I love being Lutheran!   I know that Martin Luther himself did not expect to begin a new church but wanted to reform the existing Church.  He certainly did not want a church named after him.  What he did want was a church that told the story of God’s love for humanity.  Luther lived his early life in fear of God, but spent the last years of his life trusting in God’s mercy and grace.  For me, Lutheran = mercy + grace!

Luther called the church a “priesthood of all believers.”  He wanted every person to know that God heard their prayers and that the Bible was a book for all of us to read in our own language.  Luther was not the only reformer who translated the Bible and argued with the pope—he was following in the footsteps of Jan Hus, a Czech priest and John Wycliffe, an English priest.  There were many reformers who followed him, including those who stayed in the Roman Catholic Church to make many changes within that church.

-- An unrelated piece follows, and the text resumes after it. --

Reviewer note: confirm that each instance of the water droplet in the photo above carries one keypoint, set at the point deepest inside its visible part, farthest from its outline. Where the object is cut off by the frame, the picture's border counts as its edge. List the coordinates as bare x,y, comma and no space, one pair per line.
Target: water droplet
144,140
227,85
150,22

Sometimes we in the church have heard the word “reform” as an encouragement to separate ourselves from those who do not agree with us.  Sometimes it is hard for us to remember that we are truly “One in Christ.”  It takes patience for us to “make the effort to maintain the unity of the Spirit in the bond of peace.”  In Ephesians 4:4-6 we read, “There is one body and one spirit, just as you were called to the one hope of your calling, one Lord, one faith, one baptism, one God and Father of all, who is above all and through all and in all.”

As we celebrate the beginnings of the Lutheran Church on October 27, we also celebrate our sisters and brothers in other faith communities with whom we share One Baptism and the Lord’s Table.  We give thanks for all who work for peace and justice in the world in the name of Jesus of Nazareth.  We remember with thanksgiving all who have taught us of God’s abundant love and mercy!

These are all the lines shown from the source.